Walter Isaacson: It’s great to be back at Penn and back with you. We’ve had a lot of good times together.
Grant: I want to talk about so many fascinating people you’ve written about, but also a little bit about your own life. You’ve run the Aspen Institute (a nonpartisan educational and policy studies think tank), had leadership roles at CNN, and were the editor at Time. You’ve also been the biographer of some of the greatest innovators in human history. Your new book is Leonardo da Vinci. How do you write a biography of someone who lived half a millennium ago?
Isaacson: The good thing about Leonardo da Vinci is he left 7,200 pages of notebooks. We can look every day at this mind dancing across nature.
We all keep notes digitally these days. When I tried to do Steve Jobs’ period in the 1990s — when he was in the wilderness between his stints at Apple, he worked at NeXT Computer — we went back to try to get all the emails and memos. He couldn’t get them out of his machine. The operating system couldn’t retrieve them anymore. But paper is a really good technology for the storage of information.
I asked Simon & Schuster, the publisher who did Leonardo da Vinci, to “do it all on art paper and not one of these things where you put the things in the center.” I want it throughout to be that heavy quality, coated, color images because I wanted to show that paper is actually sometimes good for transmitting information.
Grant: You’ve picked a lot of original thinkers throughout history. Why da Vinci?
Isaacson: You’ve written a lot about innovation and creative leadership, and you’ve seen the patterns. It takes me a while to see the patterns. I started with Ben Franklin, then Einstein, then Steve Jobs. The pattern after a while wasn’t that they were smart, because if you’re at Penn, you’ve met lots of smart people, and they don’t usually amount to much. They’re a dime a dozen. But what’s interesting is when they’re innovative or creative, as in your books, the pattern is people like that tend to be curious across disciplines.
“The biggest takeaway from this book is just stay curious about everything.”
Penn is a university that pioneered crossing disciplines, as opposed to other Ivy League schools that really do have departments and disciplines that are much more siloed. Ben Franklin did that. He goes up and down the coast, looking at how swirls of air resemble the swirls of the northeastern storms. Then he discovers the Gulf Stream. Same with Leonardo. He sees patterns across nature.
When I was writing about Steve Jobs, he would end his product presentations always with the intersection of the arts and technology.
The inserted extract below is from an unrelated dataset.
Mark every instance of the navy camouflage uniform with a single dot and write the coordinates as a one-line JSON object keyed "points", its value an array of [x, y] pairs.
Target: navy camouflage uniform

He said, “At that intersection is where creativity happens.” He said to me, “Leonardo is the ultimate of that.” Leonardo had that ability not just to connect art and science but to make no distinction between the beauty of art and science. That’s why he was the final mountain to climb in this series of books.
Grant: I think your point about pattern recognition is really important. To me, studies of creative people are about looking at lots of people’s experiences at once, as opposed to doing one person’s experience in a lot of depth. I think there’s a ton we can learn from da Vinci. I also think it seems like it’s unfair. I want to live in da Vinci’s era because no one knew anything. You be an architect and a scientist and a great painter, and you could get to excellence much quicker in each of those fields than you can today. Is it too late for a Renaissance man or woman today?